As a modern marketer, community manager, or founder; it's up to you to stay up to date and be heard through the mess of online ads and ad blockers. But how? Here are a few things you should try in 2018.
The biggest problem with companies that dive into influencer marketing or large partnerships is that they focus too much on the partner’s brand and not enough on who they’re speaking to. It’s easy to pop open google and look up Instagram’s Top 100 Accounts, but it isn’t always easy to predict how much ROI working with those partners would provide.
It’s okay — we’ve all been there. Social media influencers, large partners, and big splashy campaigns are sexy. Working with people that speak directly to your potential customers, however, is even more enticing. Instead of focusing on a big splash ad or working with large social media influencers, try focusing on partners that connect with your ideal customer.
Start by creating a customer persona: who are they, what do they do, how many times do they need to interact with you before they buy, what problem are you solving for them? Now take a step back. Where do these people hang out online? What do these people do for entertainment? When do you want to reach them? Now, think about who owns the places these people hang out on.
If your ideal customer is a casual consumer that’s interested in wilderness activities and travel, look at travel bloggers that connect with those people. If you’re looking for a young urban professional that’s looking for a date, try thinking about when’s the right time to reach them? Is it on their commute? Is it late at night? What platforms and who are they interacting with at that time?
It’s easy to fall into the trap of thinking about ‘what do our customers want to hear.’ Instead of fixating on copy changes and graphics fixes, experiment with timing. There’s nothing more powerful than hitting the right customer at the right time with the right proposition.
Think about a time where you were on vacation, you did something crazy — entirely out of character, not because you overthought at the moment. As a marketer, try experimenting with ‘finding those moments.’
For example, if you’re a B2B software company and you’re looking to influence someone to make a purchase. Think about where your ideal buyer is and what they’re thinking at the time. If your buyer is at work and they’re roaming LinkedIn, they’re more likely to interact with your link than perhaps in their spare time or on another social platform. After all — most people aren’t looking to purchase $60,000/year software while perusing Facebook on their bathroom break (even if they’re the right person). It’s all about timing.
It seems simple, but the content strategy is unbelievably important and challenging to get right (the first time). Creating a balance of helpful content and community-oriented campaigns can improve not only your conversions but also your NPS. If you’ve already figured out who your ideal customer is, now work on making them happy and successful.
Although customer success is a great way to keep your customers engaged and on track — it's better to equip them to be independently successful and excited about your product. Instead of focusing on content for the sake of SEO and sales, try experimenting with feel-good content and spotlights.

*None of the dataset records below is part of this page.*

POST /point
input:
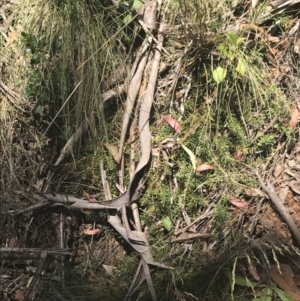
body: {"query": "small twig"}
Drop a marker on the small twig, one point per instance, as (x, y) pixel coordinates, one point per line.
(203, 216)
(270, 190)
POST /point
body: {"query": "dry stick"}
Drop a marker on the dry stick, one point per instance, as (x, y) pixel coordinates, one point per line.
(270, 190)
(146, 149)
(34, 282)
(134, 206)
(132, 94)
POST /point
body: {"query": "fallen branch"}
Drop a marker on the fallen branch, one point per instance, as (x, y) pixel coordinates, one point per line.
(270, 190)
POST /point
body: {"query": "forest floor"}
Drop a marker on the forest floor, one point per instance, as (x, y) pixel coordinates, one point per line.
(150, 152)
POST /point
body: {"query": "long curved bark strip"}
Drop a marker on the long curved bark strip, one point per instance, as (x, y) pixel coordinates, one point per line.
(131, 98)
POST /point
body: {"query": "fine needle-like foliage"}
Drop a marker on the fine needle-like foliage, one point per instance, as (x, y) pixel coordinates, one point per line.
(223, 121)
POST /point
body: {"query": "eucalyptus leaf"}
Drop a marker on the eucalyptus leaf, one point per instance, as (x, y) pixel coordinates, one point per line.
(282, 295)
(241, 66)
(167, 223)
(192, 156)
(219, 74)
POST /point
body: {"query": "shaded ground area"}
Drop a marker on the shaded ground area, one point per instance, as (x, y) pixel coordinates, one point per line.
(150, 162)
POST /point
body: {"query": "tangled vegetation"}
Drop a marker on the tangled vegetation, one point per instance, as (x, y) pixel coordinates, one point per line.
(224, 147)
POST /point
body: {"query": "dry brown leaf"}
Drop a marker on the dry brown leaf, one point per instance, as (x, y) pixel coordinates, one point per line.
(11, 37)
(285, 281)
(295, 114)
(149, 16)
(113, 150)
(253, 271)
(238, 155)
(253, 191)
(204, 167)
(91, 231)
(278, 170)
(240, 203)
(173, 123)
(18, 294)
(89, 197)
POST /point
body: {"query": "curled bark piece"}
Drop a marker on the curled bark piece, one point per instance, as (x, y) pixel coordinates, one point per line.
(269, 189)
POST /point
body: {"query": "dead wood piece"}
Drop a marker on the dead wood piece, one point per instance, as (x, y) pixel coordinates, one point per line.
(270, 190)
(71, 142)
(190, 237)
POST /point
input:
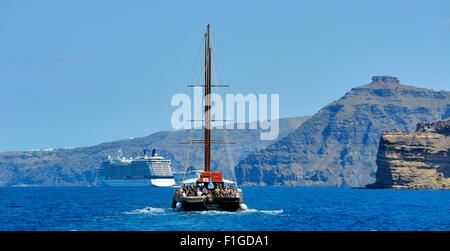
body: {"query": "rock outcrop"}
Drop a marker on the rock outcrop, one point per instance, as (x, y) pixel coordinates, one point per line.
(415, 160)
(76, 166)
(338, 145)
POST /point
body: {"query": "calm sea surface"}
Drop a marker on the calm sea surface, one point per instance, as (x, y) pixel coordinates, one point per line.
(270, 208)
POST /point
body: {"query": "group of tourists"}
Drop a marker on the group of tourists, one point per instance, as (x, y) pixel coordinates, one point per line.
(219, 190)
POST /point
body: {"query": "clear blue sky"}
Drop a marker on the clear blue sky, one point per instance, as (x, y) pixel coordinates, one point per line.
(76, 73)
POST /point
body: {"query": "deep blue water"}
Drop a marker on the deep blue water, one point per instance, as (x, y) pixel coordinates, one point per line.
(271, 208)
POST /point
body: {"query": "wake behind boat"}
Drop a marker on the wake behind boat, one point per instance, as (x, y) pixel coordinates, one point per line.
(209, 191)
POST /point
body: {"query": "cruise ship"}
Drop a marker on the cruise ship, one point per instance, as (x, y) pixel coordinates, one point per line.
(144, 170)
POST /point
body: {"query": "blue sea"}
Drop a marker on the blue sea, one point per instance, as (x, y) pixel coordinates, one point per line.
(270, 208)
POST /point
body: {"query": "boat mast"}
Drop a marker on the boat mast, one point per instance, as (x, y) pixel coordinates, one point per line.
(207, 87)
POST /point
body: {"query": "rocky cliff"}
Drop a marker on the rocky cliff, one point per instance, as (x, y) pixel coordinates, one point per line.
(76, 166)
(338, 145)
(415, 160)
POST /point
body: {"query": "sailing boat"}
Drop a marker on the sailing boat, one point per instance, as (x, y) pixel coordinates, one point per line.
(209, 191)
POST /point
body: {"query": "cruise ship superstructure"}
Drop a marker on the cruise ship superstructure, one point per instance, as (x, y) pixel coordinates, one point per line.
(144, 170)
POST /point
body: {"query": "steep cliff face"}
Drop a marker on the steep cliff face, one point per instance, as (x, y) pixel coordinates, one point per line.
(76, 166)
(415, 160)
(338, 145)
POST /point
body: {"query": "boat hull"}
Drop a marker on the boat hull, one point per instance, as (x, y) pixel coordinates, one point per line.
(139, 182)
(218, 204)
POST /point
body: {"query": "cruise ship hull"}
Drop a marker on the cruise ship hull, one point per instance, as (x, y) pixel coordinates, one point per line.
(157, 182)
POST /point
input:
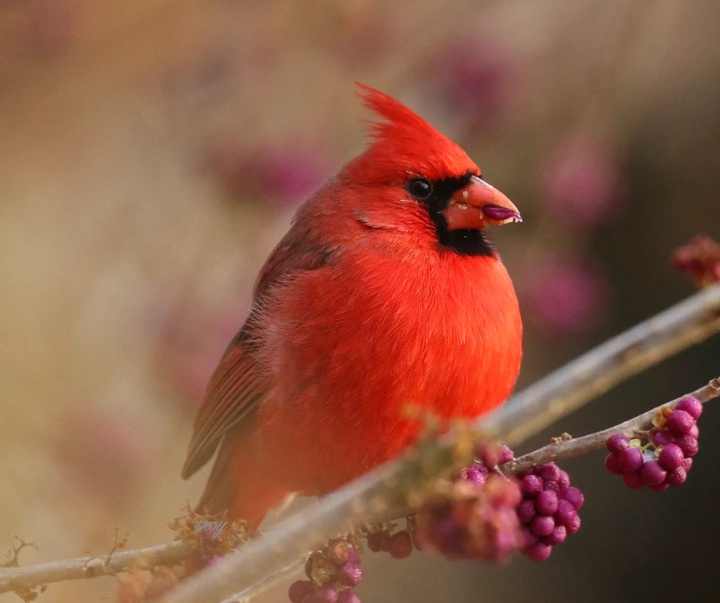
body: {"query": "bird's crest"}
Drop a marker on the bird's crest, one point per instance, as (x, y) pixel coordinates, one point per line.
(405, 143)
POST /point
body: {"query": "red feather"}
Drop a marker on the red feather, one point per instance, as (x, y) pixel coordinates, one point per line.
(358, 312)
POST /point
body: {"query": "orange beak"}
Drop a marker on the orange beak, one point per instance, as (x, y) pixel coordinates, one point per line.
(479, 205)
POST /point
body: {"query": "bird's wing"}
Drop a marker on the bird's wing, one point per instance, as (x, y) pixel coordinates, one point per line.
(237, 384)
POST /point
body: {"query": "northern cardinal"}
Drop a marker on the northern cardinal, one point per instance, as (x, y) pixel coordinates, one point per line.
(384, 293)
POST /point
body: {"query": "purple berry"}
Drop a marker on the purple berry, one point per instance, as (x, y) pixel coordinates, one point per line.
(565, 513)
(539, 551)
(506, 455)
(574, 497)
(617, 442)
(653, 474)
(563, 480)
(630, 460)
(612, 465)
(558, 535)
(691, 405)
(349, 574)
(677, 477)
(475, 474)
(348, 596)
(574, 525)
(529, 538)
(531, 485)
(633, 480)
(689, 445)
(526, 511)
(679, 422)
(671, 457)
(662, 437)
(546, 503)
(542, 525)
(299, 589)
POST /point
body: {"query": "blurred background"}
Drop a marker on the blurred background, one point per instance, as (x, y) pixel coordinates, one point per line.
(153, 152)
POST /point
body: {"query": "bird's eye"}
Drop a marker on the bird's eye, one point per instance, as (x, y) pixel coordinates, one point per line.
(420, 188)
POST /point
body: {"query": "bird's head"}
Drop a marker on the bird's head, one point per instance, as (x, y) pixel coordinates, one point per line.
(424, 172)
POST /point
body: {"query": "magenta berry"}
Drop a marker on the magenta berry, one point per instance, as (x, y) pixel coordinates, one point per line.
(630, 459)
(573, 525)
(691, 405)
(679, 422)
(350, 574)
(689, 445)
(633, 480)
(653, 474)
(612, 465)
(546, 502)
(575, 497)
(526, 511)
(548, 512)
(671, 456)
(531, 485)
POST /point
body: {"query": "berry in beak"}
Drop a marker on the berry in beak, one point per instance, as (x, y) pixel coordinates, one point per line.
(478, 205)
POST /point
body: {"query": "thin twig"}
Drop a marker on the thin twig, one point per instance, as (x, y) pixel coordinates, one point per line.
(365, 499)
(562, 449)
(92, 566)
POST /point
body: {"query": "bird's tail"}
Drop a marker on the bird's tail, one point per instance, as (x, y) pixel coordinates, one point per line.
(239, 484)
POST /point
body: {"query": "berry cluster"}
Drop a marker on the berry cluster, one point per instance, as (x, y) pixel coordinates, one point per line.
(471, 520)
(548, 511)
(332, 572)
(665, 458)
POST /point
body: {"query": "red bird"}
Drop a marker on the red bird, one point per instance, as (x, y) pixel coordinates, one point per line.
(384, 293)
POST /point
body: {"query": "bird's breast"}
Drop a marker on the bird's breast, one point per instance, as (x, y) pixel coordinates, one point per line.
(357, 343)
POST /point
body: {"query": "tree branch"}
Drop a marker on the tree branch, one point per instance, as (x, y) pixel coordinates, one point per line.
(562, 449)
(370, 496)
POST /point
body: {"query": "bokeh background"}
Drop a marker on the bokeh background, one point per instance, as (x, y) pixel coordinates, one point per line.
(152, 153)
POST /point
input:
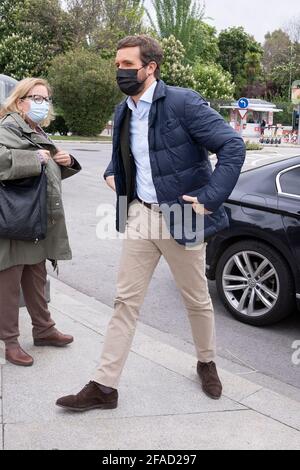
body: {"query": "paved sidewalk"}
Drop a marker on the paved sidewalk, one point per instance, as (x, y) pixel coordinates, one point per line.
(161, 403)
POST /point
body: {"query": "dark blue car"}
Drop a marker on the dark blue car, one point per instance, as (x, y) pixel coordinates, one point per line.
(256, 262)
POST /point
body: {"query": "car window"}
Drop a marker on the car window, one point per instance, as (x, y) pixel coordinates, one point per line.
(290, 182)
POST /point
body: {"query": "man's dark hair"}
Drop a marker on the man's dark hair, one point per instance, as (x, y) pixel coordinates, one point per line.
(151, 50)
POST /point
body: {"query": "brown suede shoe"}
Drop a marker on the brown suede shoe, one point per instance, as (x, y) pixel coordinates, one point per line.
(56, 339)
(91, 397)
(18, 357)
(211, 384)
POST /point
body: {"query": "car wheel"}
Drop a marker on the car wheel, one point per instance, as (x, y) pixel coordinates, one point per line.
(255, 283)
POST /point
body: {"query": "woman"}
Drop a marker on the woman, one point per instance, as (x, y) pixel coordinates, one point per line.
(22, 262)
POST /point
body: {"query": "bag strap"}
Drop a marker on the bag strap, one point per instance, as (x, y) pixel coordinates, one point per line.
(18, 131)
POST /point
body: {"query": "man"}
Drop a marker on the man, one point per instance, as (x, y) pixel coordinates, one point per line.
(160, 160)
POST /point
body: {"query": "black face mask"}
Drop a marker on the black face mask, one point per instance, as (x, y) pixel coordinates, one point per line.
(128, 81)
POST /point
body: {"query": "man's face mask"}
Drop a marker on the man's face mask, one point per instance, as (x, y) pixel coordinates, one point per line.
(128, 81)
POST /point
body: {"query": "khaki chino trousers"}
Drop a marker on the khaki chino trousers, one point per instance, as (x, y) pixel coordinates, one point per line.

Have a client that’s performing super well? Build content around them and share it with your feed and customers. Have a partner that’s performing particularly well? Share their achievements with the rest of your community.

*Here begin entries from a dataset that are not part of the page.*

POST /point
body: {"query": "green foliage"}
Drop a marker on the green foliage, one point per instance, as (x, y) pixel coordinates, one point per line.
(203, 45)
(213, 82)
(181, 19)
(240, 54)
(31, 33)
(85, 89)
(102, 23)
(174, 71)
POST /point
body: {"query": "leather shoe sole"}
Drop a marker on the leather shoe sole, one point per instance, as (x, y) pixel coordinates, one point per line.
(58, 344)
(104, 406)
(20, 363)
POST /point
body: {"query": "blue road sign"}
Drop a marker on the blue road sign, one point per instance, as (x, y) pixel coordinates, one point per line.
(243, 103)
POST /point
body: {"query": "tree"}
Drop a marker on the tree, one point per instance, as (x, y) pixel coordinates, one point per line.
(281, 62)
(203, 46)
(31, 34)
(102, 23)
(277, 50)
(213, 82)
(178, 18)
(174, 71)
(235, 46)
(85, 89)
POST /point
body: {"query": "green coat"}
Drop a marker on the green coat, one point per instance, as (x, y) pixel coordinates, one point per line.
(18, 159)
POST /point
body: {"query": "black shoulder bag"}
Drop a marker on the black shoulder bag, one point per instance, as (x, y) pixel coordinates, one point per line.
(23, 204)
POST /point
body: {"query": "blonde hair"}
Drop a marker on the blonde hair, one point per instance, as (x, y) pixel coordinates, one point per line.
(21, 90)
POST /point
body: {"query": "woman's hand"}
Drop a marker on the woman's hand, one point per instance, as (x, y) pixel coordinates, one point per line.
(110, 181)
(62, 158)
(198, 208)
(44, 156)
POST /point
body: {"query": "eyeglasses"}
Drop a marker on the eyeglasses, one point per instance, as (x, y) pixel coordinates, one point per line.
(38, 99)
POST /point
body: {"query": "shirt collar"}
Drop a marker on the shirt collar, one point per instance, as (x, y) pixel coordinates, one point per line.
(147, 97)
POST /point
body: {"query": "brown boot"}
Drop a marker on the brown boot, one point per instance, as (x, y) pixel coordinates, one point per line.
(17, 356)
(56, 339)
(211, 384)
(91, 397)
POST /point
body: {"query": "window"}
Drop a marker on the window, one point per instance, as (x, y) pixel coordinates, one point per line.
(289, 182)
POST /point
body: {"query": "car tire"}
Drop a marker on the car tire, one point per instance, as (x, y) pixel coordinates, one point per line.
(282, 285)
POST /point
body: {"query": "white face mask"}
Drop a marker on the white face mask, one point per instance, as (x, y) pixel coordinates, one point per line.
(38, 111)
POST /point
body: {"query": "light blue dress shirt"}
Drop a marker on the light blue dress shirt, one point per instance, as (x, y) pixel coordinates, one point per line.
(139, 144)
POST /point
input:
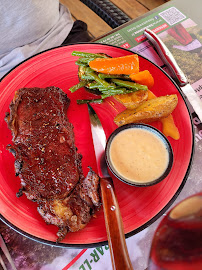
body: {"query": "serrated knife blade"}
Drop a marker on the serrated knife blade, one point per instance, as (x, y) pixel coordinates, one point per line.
(177, 73)
(113, 220)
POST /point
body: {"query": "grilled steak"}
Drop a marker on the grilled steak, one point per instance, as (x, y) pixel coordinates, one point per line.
(47, 161)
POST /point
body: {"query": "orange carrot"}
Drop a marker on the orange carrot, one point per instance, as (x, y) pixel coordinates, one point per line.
(143, 77)
(119, 65)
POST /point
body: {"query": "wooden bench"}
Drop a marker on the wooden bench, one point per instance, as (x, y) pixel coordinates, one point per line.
(96, 26)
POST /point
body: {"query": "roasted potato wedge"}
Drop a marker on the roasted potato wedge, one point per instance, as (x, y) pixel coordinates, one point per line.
(132, 100)
(150, 111)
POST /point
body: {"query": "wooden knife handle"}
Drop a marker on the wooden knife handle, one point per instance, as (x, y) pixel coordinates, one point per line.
(114, 226)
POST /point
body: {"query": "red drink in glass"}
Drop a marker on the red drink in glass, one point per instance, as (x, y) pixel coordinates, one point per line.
(177, 243)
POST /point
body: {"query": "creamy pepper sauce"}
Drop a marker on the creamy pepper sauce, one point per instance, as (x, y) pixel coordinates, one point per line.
(138, 155)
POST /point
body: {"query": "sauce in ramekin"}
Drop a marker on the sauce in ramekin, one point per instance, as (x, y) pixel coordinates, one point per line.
(138, 155)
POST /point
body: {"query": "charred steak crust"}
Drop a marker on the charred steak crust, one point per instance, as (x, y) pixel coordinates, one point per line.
(47, 161)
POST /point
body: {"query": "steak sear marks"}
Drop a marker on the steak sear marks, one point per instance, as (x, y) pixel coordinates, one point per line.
(47, 161)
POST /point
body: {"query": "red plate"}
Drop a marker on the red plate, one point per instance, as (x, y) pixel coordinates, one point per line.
(140, 206)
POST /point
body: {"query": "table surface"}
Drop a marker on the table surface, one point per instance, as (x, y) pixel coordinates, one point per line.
(28, 254)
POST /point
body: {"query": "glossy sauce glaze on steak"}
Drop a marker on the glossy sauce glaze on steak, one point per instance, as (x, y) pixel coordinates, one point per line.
(47, 161)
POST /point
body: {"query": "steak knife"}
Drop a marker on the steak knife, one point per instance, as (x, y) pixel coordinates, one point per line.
(113, 221)
(177, 73)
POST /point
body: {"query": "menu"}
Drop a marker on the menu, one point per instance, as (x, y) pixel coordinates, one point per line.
(183, 38)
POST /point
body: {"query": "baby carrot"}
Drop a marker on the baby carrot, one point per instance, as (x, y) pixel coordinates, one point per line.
(119, 65)
(143, 77)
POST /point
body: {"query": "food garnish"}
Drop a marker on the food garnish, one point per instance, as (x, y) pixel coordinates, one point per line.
(143, 77)
(107, 84)
(119, 65)
(121, 78)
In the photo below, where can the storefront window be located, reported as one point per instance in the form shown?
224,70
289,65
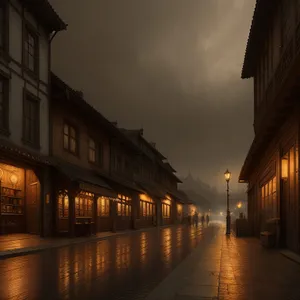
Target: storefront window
103,206
179,210
268,197
84,204
147,206
63,204
11,190
166,208
124,206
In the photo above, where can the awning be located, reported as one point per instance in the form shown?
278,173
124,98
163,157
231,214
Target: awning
153,190
95,189
86,179
119,182
12,150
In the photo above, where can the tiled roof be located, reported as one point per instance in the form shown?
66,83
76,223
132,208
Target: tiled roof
45,14
76,98
263,12
16,151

By celebrating the results of your partners and clients (or even your customer stories), you’re setting up new goals for your community to strive for.
An OK metric is when someone becomes satisfied with their performance and doesn’t believe they can improve anymore. A popular example of this when people start learning how to type, they practice, they strive for faster; more accurate results, and then nothing. We’re done improving. Although some people may be happy with their results and quickly forget how they learned in the first place, by pushing to be more than OK you learn new ways to move the dial.
Start by experimenting with a more prominent challenge for your partners, see how they respond. If a few of them exceed your expectations, share their success with your cohort. Often when partners understand where they stand amongst their peers, they’ll challenge themselves to keep up or excel further.
A new year is a great time to start experimenting with new tactics and suggestions. The most important thing to think about while testing out new experiments is how they’ll affect your primary goals. Work backward, explain your thought process to your team, and think about how each experiment is helping contribute to your goals. More importantly, strive to get it ‘a little right’ not perfect.